白酒むふふ 桃月庵白酒「鰻の幇間」&「青菜」

「白酒むふふ~桃月庵白酒独演会」に行きました。「鰻の幇間」と「青菜」の二席。ゲストはウクレレえいじ先生、開口一番は桃月庵こはくさんで「ろくろ首」だった。

「鰻の幇間」。藤村の羊羹を二竿携えて、野幇間が穴釣りをしようと稲葉さんと若林さんのお宅を訪ねるも失敗に終わり、岡釣りに切り替える演出は白酒師匠ならでは。

正体不明の男と鰻屋に入ったものの、無銭飲食で騙さたことが判って、野幇間が店員に悪態をつくところが面白い。埃だらけの二階座敷を掃除しなさいという忠告にはじまり、子どもに使わせるな、箸置きかと思ったら消しゴムだった…コクヨとある!お猪口が三蔵法師と孫悟空、徳利が沙悟浄と猪八戒、西遊記か!5年前まで中華屋をやっていたと聞いて、「だからお新香がザーサイだったのか!」。怒っているんじゃありません、憤っているんです!
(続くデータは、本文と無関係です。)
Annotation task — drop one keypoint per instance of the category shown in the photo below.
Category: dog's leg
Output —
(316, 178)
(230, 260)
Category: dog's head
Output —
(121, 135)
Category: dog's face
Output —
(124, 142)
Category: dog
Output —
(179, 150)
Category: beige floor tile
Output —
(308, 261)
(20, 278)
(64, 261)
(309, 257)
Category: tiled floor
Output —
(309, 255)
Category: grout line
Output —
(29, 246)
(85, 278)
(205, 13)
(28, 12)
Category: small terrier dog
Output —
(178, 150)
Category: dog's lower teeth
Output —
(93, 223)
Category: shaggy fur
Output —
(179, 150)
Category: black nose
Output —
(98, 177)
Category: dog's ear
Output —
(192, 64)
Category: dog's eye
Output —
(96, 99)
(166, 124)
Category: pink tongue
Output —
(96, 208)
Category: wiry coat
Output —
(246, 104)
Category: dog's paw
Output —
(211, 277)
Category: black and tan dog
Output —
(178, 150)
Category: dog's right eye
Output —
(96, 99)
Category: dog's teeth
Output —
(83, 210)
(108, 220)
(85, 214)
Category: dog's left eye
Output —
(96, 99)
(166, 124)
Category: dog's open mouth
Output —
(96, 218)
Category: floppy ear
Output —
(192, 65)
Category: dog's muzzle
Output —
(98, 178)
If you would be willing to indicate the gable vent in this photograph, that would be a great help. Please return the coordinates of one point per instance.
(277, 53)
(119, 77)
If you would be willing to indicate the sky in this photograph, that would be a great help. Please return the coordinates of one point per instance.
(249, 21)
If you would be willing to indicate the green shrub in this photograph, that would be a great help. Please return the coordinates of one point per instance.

酒は「上善如水」ならぬ「上善如酒」!鰻重の中を差して「これは何?」と訊くと、「国産です」「浜名湖の養殖です」「産地直送です」と答えるものの、最後まで「鰻」と言わない店員がすごい。掛け軸は「いいじゃないか、人間だもの」…「まつを」とある!みつをじゃないんだ、山崎?圓生か!そういう問題じゃない!

カスハラ(カスタマーハラスメント)?カスハラは不条理に怒ることを言うの!言っていることは全て道理にかなっているでしょ!というのが、最高に可笑しかった。
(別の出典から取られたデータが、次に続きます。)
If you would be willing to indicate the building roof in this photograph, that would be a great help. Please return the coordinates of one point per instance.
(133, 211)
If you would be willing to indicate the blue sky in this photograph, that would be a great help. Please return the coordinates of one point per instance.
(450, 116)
「青菜」。お屋敷での植木屋の反応がまず愉しい。鯉の洗いを見て、皮は黒いのに身は白いと教えられ、「日焼けした白人だね」。下に氷が敷いてあって、それをジュルーと口の中に入れて、「この氷、冷えてます!」。帰り道で、鯉の洗いなんて酢味噌の味しかしなくて、美味くもなんともない、氷の方が美味かったというのが可笑しい。
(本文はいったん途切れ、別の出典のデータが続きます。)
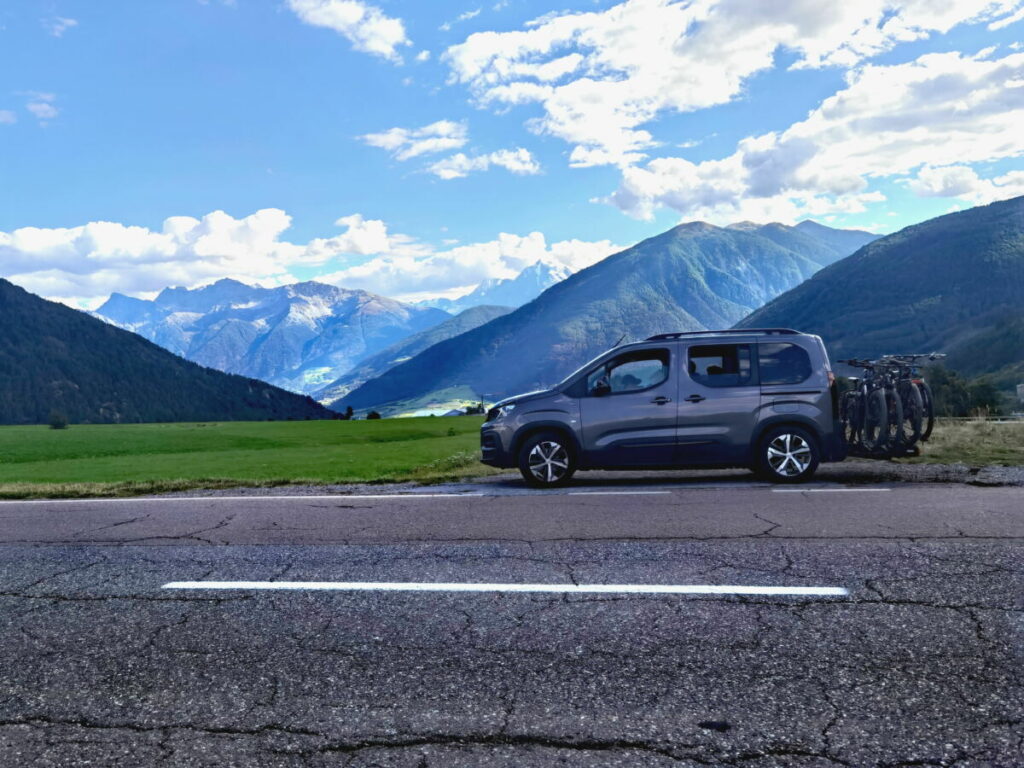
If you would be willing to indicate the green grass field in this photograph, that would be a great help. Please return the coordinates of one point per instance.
(975, 442)
(128, 459)
(131, 459)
菜がないという隠し言葉、「鞍馬から牛若丸が出でまして、その名を九郎判官」を聞いて、「旦那、逃げましょう。裏庭からハルクホーガンが来ているんでしょ!」。謎解きを聞いて、「だったら、菜持ってこい!…食っちゃってないよ!でいいでしょう」。奥様が三つ指を付いたのも、「最上級の物貰いですか?」。

家に帰って、このことを女房に話すと、女房の方から「やってみたい!」と率先して、このお屋敷ごっこをはじめるというのが面白い。建具屋の半さんに対し、「ご精が出ますな、植木屋さん!」「汚れてもかまわん、お座りなさい」「あなたは日向で仕事をしていたから口に熱がある」…。

湯呑をガラスのコップ、当たり前の酒を柳影、鰯の塩焼きを鯉の洗いに見立てて、「脂が乗って美味いな」と言うと、「極淡泊なものです」。「菜は嫌いだ」というのを強引に「食べたい」と言わせ、押し入れから汗だくの女房が「旦那さまー」と登場するという…。漫画チックな映像が浮かぶ愉しい高座だった。